L’ancien gouverneur du Nord-Kivu et actuel ministre du Commerce extérieur, Julien Paluku Kahongya, a livré le mardi 3 septembre 2025 à Kinshasa une communication remarquée lors de l’atelier sur les mécanismes de fonctionnement et de stabilisation des institutions provinciales, organisé par le ministère de l’Intérieur, Sécurité, Décentralisation et Affaires coutumières.
Devant les présidents des Assemblées provinciales, les gouverneurs, ainsi que plusieurs députés et ministres provinciaux, l’expert en décentralisation et doctorant en sciences politiques et administratives à l’Université de Kinshasa a développé le thème : « Élaboration des politiques provinciales à travers la production des édits provinciaux et causes des conflits récurrents entre les institutions provinciales en RDC ».
Julien Paluku a invité les institutions provinciales à identifier clairement les problèmes prioritaires et à définir les objectifs poursuivis dans l’élaboration des édits, qu’ils soient initiés par les Assemblées provinciales ou par les gouvernements provinciaux. Il a rappelé que ces édits doivent s’inscrire dans les matières exclusives aux provinces – telles que le droit civil et coutumier, la protection civile, les incendies ou le trafic routier – mais aussi dans certaines matières concurrentes avec le pouvoir central, avec des spécificités locales.

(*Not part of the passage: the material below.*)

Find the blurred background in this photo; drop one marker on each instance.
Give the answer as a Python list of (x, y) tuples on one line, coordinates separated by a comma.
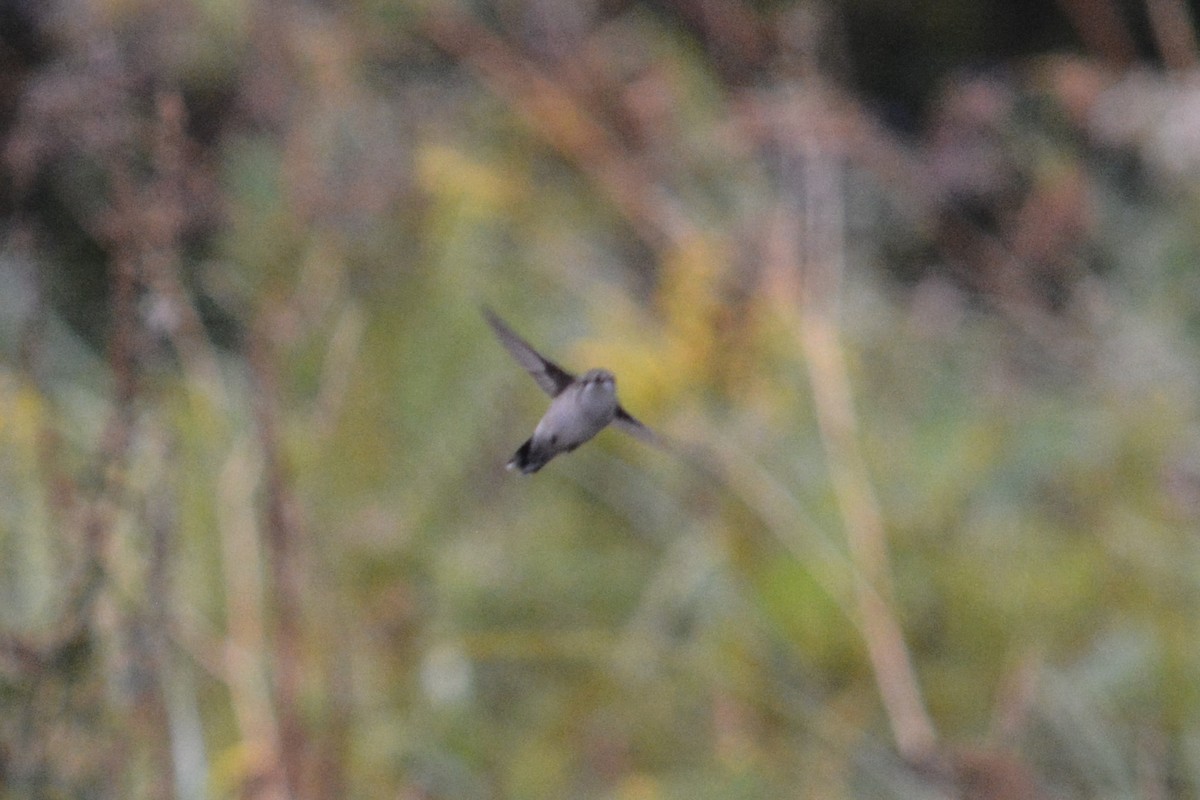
[(912, 287)]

S’appuyant sur son expérience de 12 années à la tête du Nord-Kivu, l’orateur a recommandé la création d’un Bulletin officiel provincial pour publier les édits promulgués par les gouverneurs, et a suggéré d’associer la société civile à l’élaboration d’un budget participatif, gage de transparence et de bonne gouvernance.

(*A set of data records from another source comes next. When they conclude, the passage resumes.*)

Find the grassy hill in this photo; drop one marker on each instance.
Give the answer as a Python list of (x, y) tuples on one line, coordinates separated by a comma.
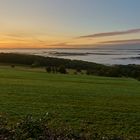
[(103, 105)]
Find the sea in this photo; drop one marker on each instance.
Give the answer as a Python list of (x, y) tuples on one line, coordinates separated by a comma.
[(108, 55)]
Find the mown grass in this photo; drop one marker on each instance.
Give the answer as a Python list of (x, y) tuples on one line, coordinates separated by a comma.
[(100, 104)]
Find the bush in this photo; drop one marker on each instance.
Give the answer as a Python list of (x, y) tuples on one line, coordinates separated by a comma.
[(62, 69)]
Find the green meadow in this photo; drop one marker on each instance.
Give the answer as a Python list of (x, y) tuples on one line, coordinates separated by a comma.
[(99, 104)]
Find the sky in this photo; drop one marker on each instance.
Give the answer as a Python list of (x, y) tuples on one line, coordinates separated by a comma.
[(68, 23)]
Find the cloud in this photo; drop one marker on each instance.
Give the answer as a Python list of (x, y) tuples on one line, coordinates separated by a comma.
[(105, 34), (137, 41)]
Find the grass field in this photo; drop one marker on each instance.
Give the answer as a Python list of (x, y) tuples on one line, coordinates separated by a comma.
[(106, 105)]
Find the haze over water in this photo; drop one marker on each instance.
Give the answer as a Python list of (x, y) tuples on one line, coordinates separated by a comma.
[(127, 54)]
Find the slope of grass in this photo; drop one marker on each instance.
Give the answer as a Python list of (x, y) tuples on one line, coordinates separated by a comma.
[(106, 105)]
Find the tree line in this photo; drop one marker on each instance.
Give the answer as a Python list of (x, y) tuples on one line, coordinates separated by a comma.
[(60, 65)]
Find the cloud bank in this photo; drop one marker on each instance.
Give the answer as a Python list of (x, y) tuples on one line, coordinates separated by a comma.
[(137, 41), (105, 34)]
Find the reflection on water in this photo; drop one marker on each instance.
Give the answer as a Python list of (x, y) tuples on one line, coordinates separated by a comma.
[(103, 55)]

Évoquant les causes récurrentes de tensions entre gouvernements provinciaux et Assemblées provinciales, Julien Paluku a pointé notamment la déconnexion de certains gouverneurs vis-à-vis des Assemblées dont ils émanent, l’imposition des candidats par Kinshasa ainsi que la gestion des finances publiques. Il a plaidé pour un dialogue permanent entre institutions provinciales et proposé l’activation de trois impôts afin de renforcer la mobilisation des recettes locales : l’impôt sur le revenu locatif, l’impôt foncier et l’impôt sur les véhicules automoteurs (vignette).
« La stabilisation des institutions provinciales passe par des mécanismes clairs, une gouvernance participative et une gestion transparente des finances », a conclu le ministre.